Mr. Boehner told Republicans this week that “taxes are going up on everyone on Jan. 1, so why shouldn’t I go up, too.”


Republican leaders say the estimated cost of $30 billion to send the two leaders to the moon and back will be worth it “if it gets the president’s head out of the clouds.”


The White House came out strongly against the characterization of Mr. Obama as being run off earth by the Republicans.


“The president has put a balanced, reasonable proposal on the table on this planet that achieves significant deficit reduction and reflects real compromise by meeting the Republicans halfway on revenue and more than halfway on spending from where each side started,” said White House press secretary Jay Carney. “And he is willing, and able, to do the same thing on the moon if that’s what it takes. That is not fleeing earth. That is the essence of compromise.”


When the possibility of a summit meeting in space was first broached earlier in the week, some lawmakers were initially hopeful that it signaled some sort of mysterious breakthrough in the closed-door negotiations between the speaker and the president.


Though Mr. Obama and Mr. Boehner seemed no closer reaching a wide-ranging agreement to head off hundreds of billions of dollars in automatic tax increases and spending cuts beginning next month, there was a sense that the two leaders - some 239,000 miles and 300 degrees Fahrenheit removed from Washington - might suddenly find some common fiscal ground in their new, weightless environment.

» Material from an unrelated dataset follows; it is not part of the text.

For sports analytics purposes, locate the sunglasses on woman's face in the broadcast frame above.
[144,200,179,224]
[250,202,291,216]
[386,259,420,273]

“I don’t think you can overemphasize the importance that a dramatic change of environment can have on negotiations and compromise. When there is nothing but a couple of dozen impact craters and lava flows and the two of you, things tend to get done,” said one hopeful congressman as he sipped from a glass of Tang.


And soon after Mr. Obama and Mr. Boehner – in the company of a space-helmet-bedecked Treasury Secretary Timothy F. Geithner - met with NASA officials earlier in the week in preparation for the “fiscal launch,” the halls of Capitol Hill were suddenly heavy with the scent of giddy optimism.


White House and Congressional aides were in near bipartisan accord, issuing almost identical statements, saying “the lines of communication – and interstellar travel - remain open.”


Striking an unusually upbeat note, one senior administration official said of the planned meeting on the moon that “at least we will not be in the same place — and that in itself is cause for rejoicing.”


But then, pivoting to hardball tactics just days before a deadline for finalizing plans for the lunar trip, Mr. Boehner promised to bring a bill to the House floor that would change the landing plan agreed to by NASA and the president.


The move came less than 24 hours after Mr. Obama offered a comprehensive deal on the trip parameters that the speaker is now calling unbalanced and insufficient.


“What we’ve offered meets the definition of a balanced approach, but the president is not there yet,” Mr. Boehner said, pointing on a map to a crater he says is “the only common sense place” for the mission’s landing.


The speaker made it clear he would continue negotiating with the president, and some House Republicans emerged from a closed-door meeting with Mr. Boehner confident that a deal on a lunar landing spot was now in reach.


But several members said they remained befuddled about how such a deal would ultimately come together, and they were skeptical that they could find a final common landing place with Democrats.


“I feel discouraged,” said Representative Kristi Noem of South Dakota. “Hopefully we can do the right thing. But I am beginning to wonder if the moon will really give us the solution we are hoping for.”